EDC-class probability scores
The underlying EDTox pipeline was used to evaluate the EDC class probabilities for about 12,000 compounds present in CTD. This tab can be used to visualize the class probability scores of these compounds across all classifiers as histogram and also find the average and harmonic sum values across the classifiers. It also allows for a visual comparison of EDC class probabilities of upto five compounds at once. For compounds not among the 12K compounds in CTD, their MIEs can be used to calculate the class probabilities based on the 21 precompiled classifiers.

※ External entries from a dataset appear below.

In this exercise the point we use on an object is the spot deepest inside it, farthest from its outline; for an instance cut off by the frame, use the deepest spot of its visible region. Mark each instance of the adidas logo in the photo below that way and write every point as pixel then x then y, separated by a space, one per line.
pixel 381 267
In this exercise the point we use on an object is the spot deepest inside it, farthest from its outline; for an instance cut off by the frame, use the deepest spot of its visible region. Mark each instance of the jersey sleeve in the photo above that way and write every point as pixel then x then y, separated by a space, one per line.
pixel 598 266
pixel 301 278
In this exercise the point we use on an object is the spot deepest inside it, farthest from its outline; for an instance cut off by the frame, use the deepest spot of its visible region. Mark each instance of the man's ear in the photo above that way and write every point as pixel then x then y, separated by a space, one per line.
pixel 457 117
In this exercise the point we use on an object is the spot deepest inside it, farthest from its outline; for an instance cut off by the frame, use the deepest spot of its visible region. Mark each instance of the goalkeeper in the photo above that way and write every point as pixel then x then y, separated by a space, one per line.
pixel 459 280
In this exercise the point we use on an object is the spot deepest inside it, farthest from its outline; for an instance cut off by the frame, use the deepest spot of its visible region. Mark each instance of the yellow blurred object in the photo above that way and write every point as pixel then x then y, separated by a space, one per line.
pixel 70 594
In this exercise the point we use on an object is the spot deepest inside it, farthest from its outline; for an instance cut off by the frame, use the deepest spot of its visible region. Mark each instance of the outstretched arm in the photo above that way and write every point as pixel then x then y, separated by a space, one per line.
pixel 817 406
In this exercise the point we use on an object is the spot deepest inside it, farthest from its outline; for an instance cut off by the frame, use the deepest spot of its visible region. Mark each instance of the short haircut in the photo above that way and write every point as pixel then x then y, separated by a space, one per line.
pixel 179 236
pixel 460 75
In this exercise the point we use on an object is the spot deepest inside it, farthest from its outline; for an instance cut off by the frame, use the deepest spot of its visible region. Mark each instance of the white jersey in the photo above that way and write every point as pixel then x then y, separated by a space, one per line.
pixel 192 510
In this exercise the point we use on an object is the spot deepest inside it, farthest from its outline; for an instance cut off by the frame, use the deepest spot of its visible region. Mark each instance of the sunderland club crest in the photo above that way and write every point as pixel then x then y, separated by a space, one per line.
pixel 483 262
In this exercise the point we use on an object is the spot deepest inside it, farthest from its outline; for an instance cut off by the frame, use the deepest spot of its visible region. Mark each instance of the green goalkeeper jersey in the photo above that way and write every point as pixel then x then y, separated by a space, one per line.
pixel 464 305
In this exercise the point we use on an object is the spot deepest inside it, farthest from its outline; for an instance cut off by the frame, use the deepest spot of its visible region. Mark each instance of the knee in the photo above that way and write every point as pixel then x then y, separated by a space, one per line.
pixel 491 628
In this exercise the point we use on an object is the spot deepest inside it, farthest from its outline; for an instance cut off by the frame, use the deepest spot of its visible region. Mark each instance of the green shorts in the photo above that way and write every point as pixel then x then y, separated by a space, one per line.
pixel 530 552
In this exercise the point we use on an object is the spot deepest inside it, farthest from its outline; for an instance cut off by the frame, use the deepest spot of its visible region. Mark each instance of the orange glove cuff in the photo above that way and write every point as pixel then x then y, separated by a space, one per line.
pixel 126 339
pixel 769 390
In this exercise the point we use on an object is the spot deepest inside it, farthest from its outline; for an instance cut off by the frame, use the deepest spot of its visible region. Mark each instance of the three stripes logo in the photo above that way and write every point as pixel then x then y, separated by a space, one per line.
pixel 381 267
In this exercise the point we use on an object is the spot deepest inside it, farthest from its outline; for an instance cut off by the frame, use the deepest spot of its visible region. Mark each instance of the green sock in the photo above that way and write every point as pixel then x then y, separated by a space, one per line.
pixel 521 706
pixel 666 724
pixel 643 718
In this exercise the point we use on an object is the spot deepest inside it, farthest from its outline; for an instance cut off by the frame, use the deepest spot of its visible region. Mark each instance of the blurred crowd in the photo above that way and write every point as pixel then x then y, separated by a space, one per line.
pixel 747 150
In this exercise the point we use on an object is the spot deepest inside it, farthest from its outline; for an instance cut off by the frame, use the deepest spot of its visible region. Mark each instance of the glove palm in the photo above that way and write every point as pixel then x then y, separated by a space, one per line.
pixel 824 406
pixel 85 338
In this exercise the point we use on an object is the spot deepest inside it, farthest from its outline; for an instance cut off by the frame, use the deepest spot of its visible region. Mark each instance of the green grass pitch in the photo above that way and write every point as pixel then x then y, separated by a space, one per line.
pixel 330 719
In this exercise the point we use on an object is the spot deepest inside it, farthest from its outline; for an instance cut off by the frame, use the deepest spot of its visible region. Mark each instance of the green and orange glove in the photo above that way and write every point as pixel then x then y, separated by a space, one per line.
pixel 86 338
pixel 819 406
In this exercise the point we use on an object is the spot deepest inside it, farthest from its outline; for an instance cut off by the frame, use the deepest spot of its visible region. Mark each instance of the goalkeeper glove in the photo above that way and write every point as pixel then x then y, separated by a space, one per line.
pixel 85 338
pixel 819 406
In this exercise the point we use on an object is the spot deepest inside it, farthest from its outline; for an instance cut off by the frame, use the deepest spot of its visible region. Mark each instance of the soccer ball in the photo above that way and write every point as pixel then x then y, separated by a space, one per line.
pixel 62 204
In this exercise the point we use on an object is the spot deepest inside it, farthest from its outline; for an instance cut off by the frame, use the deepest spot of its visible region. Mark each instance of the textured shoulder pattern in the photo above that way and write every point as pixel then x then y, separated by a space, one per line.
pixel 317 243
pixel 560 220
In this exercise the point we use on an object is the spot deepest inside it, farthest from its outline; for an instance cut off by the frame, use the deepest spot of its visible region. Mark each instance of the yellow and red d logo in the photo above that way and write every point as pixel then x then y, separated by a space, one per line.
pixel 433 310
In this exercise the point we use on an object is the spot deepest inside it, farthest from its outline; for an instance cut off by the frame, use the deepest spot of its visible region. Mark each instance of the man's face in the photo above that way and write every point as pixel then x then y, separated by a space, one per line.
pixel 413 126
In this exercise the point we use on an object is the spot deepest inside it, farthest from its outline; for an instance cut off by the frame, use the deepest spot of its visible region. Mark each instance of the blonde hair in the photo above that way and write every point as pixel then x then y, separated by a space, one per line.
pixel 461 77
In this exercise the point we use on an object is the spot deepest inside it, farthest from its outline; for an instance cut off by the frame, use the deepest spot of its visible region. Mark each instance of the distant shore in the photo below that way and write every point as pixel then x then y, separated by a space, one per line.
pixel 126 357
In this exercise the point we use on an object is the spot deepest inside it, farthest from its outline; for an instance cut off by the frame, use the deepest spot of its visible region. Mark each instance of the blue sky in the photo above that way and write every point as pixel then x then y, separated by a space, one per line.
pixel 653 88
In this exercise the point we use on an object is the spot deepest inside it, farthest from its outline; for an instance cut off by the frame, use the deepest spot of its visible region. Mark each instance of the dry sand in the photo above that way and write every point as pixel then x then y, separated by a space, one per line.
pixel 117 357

Comparison with ToxPi Scores
This tab provides for an interactive scatter-plot that can be used to compare the EDC-class probability scores computed using the EDTox pipeline with the ToxPi scores. Each dot in the plot represents the 12K compounds from CTD plotted for average EDC-class probability along x-asis and ToxPi score along y-axis. The left panel allows the user to select the classifiers which will be used for calculation of the average EDC-class probabilities. The compounds or dots in the scatter plot can be highlighted based on a minimum ToxPi score and EDC-class probability by using the slider bars on the left panel. Users can also click on individual dots to see details like compound name, average EDC-class probability, and ToxPi score on a table below the plot. The table also provides a link to CompTox database which contains additional information regarding each compound.